4. Digital therapeutics are increasingly becoming components of larger care delivery interventions that might also include population management and person‐to‐person care components.
For the field to accelerate its growth, we will need to see more of the following:
1. More focus on patient‐centered design, with interventions specifically designed for the most vulnerable populations, populations of special interest, and globally diverse populations.
2. Increasing data interoperability between devices and digital therapeutics, and among various digital therapeutics.
3. Increased business partnerships between digital therapeutics companies and other hardware, software, or healthcare service companies, or with academic researchers.
4. Increased ease of bidirectional communication between digital therapeutics and electronic health record systems.
5. More rigorous clinical trial designs, including evaluation of individual components of digital therapeutics and evaluation of individual components of more comprehensive intervention programs that include a digital therapeutic. Clinical trial reporting should include more specificity regarding each digital therapeutic's targeted outcomes that matter; mechanism(s) of action; assessment of the engagement to get results (dose effects); approaches to minimize patient acquisition costs; economic analyses of return on investment; and ability to sustainably scale to large numbers of participants.
6. Personalization of mHealth and eHealth platforms and personalization of features within a platform. A platform should be designed to adapt to the needs of different personas, and should be designed to promote precision engagement from the user.
7. SMART trial designs which recognize that the most cost‐effective interventions will be those that begin with the least invasive, resource‐intensive, and burdensome approaches, and then use risk‐based approaches to intensify the treatment approach for those who do not respond to first‐tier approaches.
8. Increasing use of algorithms and machine learning/reinforcement learning methods to drive predictions, classification, and reinforcement learning to enable population risk stratification, just‐in‐time interventions, and improved health goal attainment.
Requirements for the digital therapeutic enterprise to be successful include:
1. Improved interventions designed with authentic input from the target population.
2. The development of innovative clinical trial designs that are better suited to evaluating the various components of digital health interventions, which are often multicomponent in nature.
3. Development of research methodologies and studies that demonstrate outcomes relevant to people with diabetes, providers, payers, community‐based organizations, and governments.

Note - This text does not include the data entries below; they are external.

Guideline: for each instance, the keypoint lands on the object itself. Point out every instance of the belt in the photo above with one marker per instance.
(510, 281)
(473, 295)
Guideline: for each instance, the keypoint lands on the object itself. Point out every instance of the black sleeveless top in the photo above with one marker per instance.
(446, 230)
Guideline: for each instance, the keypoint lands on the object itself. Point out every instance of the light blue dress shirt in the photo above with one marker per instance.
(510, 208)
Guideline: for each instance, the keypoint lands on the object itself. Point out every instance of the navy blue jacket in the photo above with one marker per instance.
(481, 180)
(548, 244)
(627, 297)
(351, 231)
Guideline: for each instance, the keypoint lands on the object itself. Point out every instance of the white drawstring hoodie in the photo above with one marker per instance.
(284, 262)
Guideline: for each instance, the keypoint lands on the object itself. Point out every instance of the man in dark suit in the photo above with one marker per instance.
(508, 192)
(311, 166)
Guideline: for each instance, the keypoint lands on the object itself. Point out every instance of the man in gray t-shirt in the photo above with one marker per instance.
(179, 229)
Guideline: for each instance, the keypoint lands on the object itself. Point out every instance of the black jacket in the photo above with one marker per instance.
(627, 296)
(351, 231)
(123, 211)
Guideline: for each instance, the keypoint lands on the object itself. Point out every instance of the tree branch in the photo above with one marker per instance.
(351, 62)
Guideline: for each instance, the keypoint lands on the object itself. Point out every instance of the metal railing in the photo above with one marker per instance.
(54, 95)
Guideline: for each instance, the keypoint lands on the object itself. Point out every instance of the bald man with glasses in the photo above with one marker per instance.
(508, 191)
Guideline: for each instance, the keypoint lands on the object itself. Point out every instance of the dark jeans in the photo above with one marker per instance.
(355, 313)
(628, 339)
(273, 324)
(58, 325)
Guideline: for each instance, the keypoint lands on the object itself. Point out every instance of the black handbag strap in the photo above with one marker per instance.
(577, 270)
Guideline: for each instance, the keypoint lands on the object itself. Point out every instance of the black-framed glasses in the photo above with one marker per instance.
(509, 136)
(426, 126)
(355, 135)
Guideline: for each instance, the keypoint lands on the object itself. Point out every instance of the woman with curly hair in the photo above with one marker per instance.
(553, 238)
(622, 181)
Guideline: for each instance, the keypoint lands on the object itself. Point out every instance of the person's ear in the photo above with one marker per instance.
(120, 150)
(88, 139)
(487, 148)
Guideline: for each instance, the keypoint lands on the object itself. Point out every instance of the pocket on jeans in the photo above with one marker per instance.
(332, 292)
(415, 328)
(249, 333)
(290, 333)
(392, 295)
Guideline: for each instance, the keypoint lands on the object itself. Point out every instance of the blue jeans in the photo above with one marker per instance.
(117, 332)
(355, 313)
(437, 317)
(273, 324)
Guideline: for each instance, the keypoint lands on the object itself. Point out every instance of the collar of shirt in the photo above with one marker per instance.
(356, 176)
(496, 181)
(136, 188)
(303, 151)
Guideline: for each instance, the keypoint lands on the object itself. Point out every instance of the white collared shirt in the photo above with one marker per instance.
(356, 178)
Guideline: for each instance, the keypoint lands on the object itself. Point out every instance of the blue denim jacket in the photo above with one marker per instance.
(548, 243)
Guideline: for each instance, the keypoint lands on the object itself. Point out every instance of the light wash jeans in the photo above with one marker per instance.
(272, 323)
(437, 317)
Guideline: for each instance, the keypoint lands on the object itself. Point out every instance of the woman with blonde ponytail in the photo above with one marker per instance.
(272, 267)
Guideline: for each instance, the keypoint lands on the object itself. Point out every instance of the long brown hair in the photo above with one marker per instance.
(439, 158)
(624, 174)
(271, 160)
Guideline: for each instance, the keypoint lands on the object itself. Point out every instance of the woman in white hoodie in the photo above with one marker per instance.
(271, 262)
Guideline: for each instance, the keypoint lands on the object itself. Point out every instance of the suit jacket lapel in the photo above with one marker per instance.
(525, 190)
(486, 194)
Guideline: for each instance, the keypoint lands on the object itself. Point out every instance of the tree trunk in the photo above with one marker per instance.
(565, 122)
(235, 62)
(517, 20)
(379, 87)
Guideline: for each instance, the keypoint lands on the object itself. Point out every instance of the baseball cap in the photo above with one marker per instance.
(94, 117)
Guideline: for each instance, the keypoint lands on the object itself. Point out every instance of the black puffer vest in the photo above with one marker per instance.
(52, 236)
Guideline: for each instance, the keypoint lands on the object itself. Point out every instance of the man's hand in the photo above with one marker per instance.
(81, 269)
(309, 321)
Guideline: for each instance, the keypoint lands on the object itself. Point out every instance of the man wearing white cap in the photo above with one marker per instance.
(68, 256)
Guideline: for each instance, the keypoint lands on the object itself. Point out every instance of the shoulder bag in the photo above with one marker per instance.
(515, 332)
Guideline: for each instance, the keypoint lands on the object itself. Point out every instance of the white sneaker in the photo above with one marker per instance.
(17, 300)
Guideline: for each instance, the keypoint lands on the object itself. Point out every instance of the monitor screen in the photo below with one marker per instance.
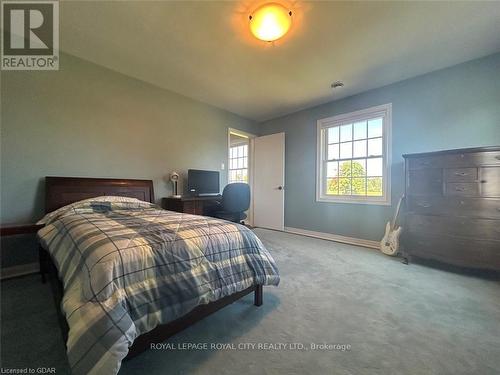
(203, 182)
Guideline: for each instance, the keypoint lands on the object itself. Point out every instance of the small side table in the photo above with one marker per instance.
(16, 229)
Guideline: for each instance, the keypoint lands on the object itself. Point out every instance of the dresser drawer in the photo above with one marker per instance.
(457, 251)
(488, 229)
(425, 182)
(189, 208)
(488, 208)
(473, 159)
(462, 189)
(455, 160)
(426, 162)
(490, 181)
(460, 174)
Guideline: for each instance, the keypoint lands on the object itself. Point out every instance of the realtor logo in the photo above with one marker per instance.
(30, 35)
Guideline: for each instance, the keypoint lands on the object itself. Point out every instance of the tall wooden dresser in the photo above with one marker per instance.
(453, 207)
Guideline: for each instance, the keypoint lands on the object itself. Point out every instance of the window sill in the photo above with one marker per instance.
(383, 201)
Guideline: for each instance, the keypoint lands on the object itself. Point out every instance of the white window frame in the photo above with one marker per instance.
(384, 111)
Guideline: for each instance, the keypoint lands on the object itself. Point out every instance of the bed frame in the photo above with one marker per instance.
(60, 191)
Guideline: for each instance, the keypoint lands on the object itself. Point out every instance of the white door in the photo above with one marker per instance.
(269, 182)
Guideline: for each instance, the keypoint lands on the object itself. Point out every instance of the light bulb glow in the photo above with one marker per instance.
(270, 22)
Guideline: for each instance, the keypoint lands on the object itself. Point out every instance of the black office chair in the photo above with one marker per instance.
(235, 201)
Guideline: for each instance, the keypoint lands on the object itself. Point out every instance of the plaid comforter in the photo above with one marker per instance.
(128, 267)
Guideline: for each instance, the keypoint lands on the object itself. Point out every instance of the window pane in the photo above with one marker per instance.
(333, 134)
(346, 150)
(344, 186)
(345, 169)
(374, 167)
(360, 130)
(375, 147)
(358, 186)
(346, 133)
(374, 186)
(333, 151)
(332, 186)
(359, 149)
(358, 168)
(375, 128)
(332, 169)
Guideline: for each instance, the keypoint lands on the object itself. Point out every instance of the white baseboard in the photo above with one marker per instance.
(23, 269)
(335, 237)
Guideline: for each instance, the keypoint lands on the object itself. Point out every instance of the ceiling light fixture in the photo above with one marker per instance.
(270, 22)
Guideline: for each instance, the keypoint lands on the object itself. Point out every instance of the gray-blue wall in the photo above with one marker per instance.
(86, 120)
(450, 108)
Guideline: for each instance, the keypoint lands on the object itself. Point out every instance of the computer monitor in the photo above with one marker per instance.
(202, 182)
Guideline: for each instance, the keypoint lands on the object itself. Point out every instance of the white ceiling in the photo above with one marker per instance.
(204, 49)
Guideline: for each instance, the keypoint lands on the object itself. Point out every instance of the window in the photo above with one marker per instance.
(353, 164)
(238, 163)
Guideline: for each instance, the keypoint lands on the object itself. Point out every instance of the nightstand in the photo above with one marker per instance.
(19, 229)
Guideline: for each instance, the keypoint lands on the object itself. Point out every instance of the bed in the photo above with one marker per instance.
(127, 274)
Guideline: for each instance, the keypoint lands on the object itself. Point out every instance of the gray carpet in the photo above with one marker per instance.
(397, 319)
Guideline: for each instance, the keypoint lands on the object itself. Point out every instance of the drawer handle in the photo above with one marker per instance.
(426, 205)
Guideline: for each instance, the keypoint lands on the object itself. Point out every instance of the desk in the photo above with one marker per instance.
(192, 205)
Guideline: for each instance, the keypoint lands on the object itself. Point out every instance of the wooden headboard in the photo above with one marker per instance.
(60, 191)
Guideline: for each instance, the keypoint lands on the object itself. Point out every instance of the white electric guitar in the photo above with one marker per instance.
(390, 243)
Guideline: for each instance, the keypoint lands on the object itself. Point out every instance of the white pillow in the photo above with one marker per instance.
(105, 198)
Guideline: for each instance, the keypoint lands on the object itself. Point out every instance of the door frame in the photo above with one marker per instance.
(250, 137)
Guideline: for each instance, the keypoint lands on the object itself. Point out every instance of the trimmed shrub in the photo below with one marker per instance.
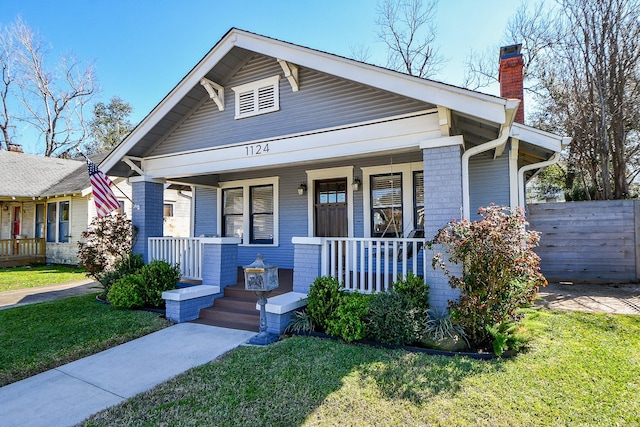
(323, 300)
(157, 277)
(392, 319)
(301, 322)
(105, 241)
(500, 269)
(127, 292)
(415, 289)
(350, 321)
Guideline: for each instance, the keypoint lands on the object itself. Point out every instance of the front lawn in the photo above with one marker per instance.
(37, 337)
(581, 369)
(39, 275)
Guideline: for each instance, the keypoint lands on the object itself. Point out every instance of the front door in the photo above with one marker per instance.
(16, 221)
(331, 208)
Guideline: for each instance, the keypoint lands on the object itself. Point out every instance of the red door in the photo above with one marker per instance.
(16, 221)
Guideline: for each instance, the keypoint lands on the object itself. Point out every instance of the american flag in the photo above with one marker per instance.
(102, 194)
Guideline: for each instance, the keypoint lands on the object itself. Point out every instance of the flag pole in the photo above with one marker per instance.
(114, 184)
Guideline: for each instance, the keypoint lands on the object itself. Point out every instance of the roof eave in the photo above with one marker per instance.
(477, 104)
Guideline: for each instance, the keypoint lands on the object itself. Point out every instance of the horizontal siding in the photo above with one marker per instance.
(323, 101)
(586, 241)
(488, 182)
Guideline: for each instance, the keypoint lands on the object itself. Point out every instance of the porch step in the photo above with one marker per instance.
(237, 308)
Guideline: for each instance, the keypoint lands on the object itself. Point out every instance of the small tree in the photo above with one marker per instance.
(500, 269)
(106, 241)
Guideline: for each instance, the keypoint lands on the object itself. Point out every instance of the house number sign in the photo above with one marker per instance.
(256, 149)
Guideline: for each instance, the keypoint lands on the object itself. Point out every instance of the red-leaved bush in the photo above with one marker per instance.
(500, 269)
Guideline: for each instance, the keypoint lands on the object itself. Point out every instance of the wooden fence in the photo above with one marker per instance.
(595, 241)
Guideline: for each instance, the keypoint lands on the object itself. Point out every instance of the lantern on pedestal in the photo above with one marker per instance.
(261, 278)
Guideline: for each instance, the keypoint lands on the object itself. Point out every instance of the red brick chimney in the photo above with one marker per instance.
(15, 147)
(510, 76)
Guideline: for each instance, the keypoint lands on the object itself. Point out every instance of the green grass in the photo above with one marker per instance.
(37, 337)
(41, 275)
(581, 369)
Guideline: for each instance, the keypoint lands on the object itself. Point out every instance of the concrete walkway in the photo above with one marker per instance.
(9, 299)
(67, 395)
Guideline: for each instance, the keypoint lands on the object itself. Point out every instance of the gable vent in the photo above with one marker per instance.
(257, 97)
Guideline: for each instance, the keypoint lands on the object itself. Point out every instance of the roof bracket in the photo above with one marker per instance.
(215, 91)
(291, 73)
(130, 161)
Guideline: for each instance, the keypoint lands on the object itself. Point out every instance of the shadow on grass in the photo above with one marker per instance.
(285, 383)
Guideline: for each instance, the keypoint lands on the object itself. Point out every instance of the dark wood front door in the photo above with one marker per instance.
(331, 208)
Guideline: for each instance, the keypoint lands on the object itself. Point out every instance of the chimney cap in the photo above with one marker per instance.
(510, 51)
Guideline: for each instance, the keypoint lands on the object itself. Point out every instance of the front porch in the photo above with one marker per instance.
(20, 252)
(365, 265)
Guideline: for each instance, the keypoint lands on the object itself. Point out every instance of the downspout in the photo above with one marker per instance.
(521, 189)
(510, 109)
(504, 135)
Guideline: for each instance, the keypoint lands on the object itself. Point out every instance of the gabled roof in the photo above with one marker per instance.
(27, 175)
(237, 45)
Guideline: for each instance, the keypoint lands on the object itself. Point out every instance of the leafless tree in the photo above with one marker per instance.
(50, 99)
(7, 55)
(408, 29)
(583, 69)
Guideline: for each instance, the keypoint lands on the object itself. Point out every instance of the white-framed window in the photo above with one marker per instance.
(393, 199)
(58, 221)
(40, 220)
(259, 97)
(248, 210)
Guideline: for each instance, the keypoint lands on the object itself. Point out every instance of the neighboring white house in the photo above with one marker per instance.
(51, 198)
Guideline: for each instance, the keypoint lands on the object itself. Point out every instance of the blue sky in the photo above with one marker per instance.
(142, 48)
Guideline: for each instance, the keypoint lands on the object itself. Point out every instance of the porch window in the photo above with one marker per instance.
(40, 220)
(418, 200)
(51, 221)
(261, 214)
(386, 205)
(63, 223)
(232, 217)
(248, 209)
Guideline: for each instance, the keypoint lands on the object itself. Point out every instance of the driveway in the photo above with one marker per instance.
(617, 298)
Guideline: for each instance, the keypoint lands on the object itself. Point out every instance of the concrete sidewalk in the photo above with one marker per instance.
(9, 299)
(67, 395)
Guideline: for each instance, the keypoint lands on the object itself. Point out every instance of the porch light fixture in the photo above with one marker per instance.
(356, 184)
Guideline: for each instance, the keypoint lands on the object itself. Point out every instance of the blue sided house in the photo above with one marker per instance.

4. Creation of more and improved collaborations between developers of digital therapeutics and plans, providers, pharma/device companies, and employers.
5. Enhanced focus not only on the outcomes for those participants who enroll in a program but also on how to cost‐effectively identify and recruit the right person for the right intervention at the right time in their health journey.
6. Creation of a digital therapeutic ecosystem capable of not only offering high‐quality interventions but also able to be integrated into the core workflows used to provide direct medical health services.
7. Development of new/improved business models that not only encourage innovation but are also able to sustainably bring the interventions to scale.
Footnotes
Author Disclosure Statement
NK works for and has equity interest in ABk Ventures, Inc. (dba Canary Health). NK's son is an employee of and has equity interest in WW, the subject of the article regarding Ontrack. MAC is chief medical officer of Glooko, Inc. He has received research support from Dexcom and Abbott Diabetes Care. EM has no competing financial interests.